Fox Sports released an interesting article this morning on TCU's offensive overhaul. In the piece, Gary Patterson opens up about why he felt some changes to his offensive philosophy were needed, and it started with recruiting.

"I saw too many good players leave the state because they considered us a running team and play action." Patterson told Fox Sports Southwest.

Essentially, Patterson observed that players were giving TCU the cold shoulder to play in up tempo offenses at places like Oklahoma State, Oklahoma, Baylor, Texas Tech, or West Virginia. Patterson decided enough was enough, and hired Houston offensive coordinator Doug Meachum to bring his fast paced offensive approach to help him stop the exodus of Texas' top play makers to outside programs.
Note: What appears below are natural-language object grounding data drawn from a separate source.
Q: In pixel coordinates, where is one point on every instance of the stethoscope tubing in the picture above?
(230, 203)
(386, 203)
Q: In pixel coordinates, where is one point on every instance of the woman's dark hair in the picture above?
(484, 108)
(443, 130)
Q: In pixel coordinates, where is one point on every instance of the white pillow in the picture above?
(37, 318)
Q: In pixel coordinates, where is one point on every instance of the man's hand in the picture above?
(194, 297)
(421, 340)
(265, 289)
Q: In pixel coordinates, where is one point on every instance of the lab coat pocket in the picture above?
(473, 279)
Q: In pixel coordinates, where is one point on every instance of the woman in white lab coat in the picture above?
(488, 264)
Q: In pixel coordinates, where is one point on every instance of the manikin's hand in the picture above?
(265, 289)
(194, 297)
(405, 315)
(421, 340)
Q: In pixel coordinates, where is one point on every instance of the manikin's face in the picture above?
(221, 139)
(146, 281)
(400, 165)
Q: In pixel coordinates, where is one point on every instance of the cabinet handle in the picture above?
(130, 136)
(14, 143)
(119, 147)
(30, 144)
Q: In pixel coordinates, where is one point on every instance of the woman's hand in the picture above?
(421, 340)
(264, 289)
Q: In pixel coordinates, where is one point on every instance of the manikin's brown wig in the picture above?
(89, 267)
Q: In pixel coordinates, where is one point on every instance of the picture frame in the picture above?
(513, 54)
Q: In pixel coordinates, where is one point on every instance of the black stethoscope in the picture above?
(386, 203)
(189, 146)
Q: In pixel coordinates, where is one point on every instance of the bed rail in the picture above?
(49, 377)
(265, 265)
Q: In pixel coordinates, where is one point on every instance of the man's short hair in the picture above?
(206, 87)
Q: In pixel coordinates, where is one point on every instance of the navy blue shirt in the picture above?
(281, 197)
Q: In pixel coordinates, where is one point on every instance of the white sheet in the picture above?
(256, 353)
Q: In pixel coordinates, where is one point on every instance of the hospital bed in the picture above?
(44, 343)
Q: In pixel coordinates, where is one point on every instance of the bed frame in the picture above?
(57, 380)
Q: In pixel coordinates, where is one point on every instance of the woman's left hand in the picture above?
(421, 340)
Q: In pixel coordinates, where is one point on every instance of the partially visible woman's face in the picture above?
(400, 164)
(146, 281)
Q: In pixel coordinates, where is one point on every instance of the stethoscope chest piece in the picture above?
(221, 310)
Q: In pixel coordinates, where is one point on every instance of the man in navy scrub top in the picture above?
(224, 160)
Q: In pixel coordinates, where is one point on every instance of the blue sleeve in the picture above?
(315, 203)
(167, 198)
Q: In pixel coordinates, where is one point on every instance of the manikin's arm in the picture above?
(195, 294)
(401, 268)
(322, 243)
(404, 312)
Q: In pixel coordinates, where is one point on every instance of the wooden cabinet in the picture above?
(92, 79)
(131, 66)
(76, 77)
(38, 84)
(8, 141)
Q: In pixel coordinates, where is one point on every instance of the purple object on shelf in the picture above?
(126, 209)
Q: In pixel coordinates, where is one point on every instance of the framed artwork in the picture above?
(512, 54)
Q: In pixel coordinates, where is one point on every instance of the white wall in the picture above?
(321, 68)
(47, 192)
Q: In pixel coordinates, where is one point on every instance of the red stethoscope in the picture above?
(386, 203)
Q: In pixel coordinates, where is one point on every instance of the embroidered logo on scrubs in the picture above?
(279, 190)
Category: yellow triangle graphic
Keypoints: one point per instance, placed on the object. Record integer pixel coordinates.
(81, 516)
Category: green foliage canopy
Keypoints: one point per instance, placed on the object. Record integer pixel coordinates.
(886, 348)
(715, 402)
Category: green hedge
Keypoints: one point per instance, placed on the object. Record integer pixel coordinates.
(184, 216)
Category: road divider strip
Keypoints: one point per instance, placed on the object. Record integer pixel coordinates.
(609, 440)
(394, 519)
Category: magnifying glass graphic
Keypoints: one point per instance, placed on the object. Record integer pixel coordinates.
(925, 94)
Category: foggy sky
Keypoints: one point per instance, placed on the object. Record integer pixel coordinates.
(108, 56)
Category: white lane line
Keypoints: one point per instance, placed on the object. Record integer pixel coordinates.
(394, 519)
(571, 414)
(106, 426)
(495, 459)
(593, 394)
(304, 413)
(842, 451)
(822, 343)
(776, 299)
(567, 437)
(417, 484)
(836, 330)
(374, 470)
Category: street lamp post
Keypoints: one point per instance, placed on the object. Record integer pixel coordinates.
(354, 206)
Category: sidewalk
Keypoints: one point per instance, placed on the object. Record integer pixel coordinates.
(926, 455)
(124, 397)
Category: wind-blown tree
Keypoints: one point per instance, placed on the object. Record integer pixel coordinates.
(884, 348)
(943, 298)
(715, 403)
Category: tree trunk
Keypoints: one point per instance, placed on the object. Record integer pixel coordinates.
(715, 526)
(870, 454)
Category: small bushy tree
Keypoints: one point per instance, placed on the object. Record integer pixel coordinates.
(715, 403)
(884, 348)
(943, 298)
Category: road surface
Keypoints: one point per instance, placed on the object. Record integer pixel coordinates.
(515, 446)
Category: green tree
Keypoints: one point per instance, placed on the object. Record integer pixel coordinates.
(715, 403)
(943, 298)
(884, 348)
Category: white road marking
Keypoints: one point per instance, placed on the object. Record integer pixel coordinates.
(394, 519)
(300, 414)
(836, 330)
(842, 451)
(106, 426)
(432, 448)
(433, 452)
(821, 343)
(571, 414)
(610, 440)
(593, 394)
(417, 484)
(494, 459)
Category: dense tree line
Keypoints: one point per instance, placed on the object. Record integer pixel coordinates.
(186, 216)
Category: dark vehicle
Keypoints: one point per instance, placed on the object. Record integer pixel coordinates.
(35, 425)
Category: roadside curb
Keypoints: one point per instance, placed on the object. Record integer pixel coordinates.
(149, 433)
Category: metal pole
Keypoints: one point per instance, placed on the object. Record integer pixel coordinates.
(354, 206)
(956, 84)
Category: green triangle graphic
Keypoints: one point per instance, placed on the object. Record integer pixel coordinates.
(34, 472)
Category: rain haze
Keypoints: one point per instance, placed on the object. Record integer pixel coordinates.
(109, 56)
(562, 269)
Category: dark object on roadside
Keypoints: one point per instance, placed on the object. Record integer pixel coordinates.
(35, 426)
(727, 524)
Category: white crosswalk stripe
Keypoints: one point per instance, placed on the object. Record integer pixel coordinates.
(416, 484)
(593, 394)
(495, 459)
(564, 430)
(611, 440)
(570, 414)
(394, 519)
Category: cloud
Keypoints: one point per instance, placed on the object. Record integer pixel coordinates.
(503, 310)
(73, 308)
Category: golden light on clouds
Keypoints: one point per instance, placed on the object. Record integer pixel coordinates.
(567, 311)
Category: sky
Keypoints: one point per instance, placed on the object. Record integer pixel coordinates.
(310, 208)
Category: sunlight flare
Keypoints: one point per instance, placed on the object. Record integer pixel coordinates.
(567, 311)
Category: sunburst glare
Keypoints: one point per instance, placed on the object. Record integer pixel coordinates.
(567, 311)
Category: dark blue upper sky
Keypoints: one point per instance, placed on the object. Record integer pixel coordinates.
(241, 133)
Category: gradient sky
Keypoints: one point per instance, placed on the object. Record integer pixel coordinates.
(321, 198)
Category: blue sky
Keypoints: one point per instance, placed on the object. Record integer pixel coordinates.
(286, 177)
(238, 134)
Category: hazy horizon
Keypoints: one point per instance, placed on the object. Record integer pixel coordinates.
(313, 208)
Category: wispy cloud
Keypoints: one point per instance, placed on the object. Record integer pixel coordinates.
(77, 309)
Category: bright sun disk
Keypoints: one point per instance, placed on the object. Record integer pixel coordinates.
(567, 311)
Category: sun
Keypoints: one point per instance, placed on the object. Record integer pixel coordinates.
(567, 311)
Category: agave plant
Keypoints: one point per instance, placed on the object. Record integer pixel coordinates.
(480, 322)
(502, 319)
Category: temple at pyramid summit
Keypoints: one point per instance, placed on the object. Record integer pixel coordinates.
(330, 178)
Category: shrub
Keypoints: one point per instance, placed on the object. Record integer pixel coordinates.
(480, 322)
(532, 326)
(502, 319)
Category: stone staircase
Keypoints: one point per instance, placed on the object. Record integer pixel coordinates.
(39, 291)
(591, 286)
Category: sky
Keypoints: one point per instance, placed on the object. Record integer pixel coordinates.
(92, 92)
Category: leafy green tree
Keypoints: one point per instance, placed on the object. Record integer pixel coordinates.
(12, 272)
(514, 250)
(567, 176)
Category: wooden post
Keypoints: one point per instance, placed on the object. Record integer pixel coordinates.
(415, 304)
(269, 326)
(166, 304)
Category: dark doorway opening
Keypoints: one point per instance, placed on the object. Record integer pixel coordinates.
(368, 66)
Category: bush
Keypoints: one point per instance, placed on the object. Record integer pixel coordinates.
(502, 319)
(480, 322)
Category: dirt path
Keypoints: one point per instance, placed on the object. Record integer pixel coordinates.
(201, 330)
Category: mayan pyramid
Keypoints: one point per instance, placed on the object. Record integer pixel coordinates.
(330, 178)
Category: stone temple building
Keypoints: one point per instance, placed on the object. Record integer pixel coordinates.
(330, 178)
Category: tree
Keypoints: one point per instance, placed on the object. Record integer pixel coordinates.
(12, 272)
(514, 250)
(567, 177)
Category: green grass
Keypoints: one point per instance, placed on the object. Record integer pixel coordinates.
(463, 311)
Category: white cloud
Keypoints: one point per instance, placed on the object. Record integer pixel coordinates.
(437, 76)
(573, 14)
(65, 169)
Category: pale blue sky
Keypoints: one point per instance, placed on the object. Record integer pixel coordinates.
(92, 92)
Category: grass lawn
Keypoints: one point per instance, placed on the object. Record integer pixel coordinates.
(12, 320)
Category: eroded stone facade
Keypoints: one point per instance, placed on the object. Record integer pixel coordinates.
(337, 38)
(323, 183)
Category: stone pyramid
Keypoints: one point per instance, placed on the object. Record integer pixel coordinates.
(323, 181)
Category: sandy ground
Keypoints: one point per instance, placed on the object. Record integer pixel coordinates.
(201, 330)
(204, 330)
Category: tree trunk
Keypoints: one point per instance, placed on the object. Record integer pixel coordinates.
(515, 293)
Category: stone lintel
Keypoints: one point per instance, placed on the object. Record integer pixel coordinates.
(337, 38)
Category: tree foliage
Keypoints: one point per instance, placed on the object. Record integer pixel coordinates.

While the main focus was bringing in a more potent offensive attack, Patterson explains there has been an interesting byproduct of the new approach this spring. To quote the article, "Patterson figures practicing at that speed will better prepare his defense to face offenses that operate at similar tempos."

That will prove to be very beneficial in the Big 12. Looking at their schedule, after their first two games against Samford and Minnesota, TCU faces six straight teams with an up tempo offensive approach (SMU, Oklahoma, Baylor, Oklahoma State, Texas Tech, and West Virginia).

That got us to thinking, who else out there has a rough stretch when it comes to facing no huddle teams? You know where this is going, don't you...

Four of Arkansas' first five games are wicked. The Razorbacks open with Auburn, and then two weeks later face Texas Tech, Northern Illinois, and Texas A&M in consecutive weekends before eventually wrapping up the season with Ole Miss and Missouri back to back.

A front loaded schedule like that will certainly challenge the Razorbacks' stamina. I recall a few years ago when LSU opened up against Chip Kelly's Oregon team at JerryWorld. To prepare for the tempo Oregon played at, Les had two offensive scout teams run back to back...no breaks for the LSU defense as they tried to prepare for Oregon's attack. You might recall the result...a game in which LSU's defense stoned Oregon all night and Les' group won rather easily. After the game I recall LSU's defenders praising the fact that they faced tempo from the scout teams all through spring and August practice. Given his very public statements against unrelenting tempo, it will be interesting to see how hard Bret Bielema pushes his scout offense to simulate actual game speed that his defense will face in these early games.